“The Apache Hadoop software library is a framework that allows for the distributed processing of large data sets across clusters of computers using simple programming models. It is designed to scale up from single servers to thousands of machines, each offering local computation and storage. Rather than rely on hardware to deliver high-availability, the library itself is designed to detect and handle failures at the application layer, so delivering a highly-available service on top of a cluster of computers, each of which may be prone to failures.”
- Hadoop Common – libraries and utilities needed by other modules
- Hadoop Distributed File System (HDFS) – stores data providing very high aggregate bandwidth across the entire cluster
- Hadoop Yarn – managing resources and scheduling users and applications
- Map Reduce – programming model that scales data across the processes
Hadoop Distributed File System
Distributed scalable and portable file system written in Java for the Hadoop Framework. Includes secondary NameNode which connects to primary NameNode and builds snap shots of directory structure.

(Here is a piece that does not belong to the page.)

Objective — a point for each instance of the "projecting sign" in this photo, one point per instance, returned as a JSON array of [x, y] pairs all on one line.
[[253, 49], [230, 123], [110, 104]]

Different ways to submit and track jobs. Overhaulled in Hadoop 2.3 MRV2 referred to as YARN. Split up the major functionality of job tracker, resource manager and scheduler. YARN is compatible with MapReduce.
Started as Google Bigtable and MapReduce / Google File System (GFS). Wanted to be able to access the data with a SQL style language. Facebook, LinkedIn and Yahoo stack all had some similar products in their stacks.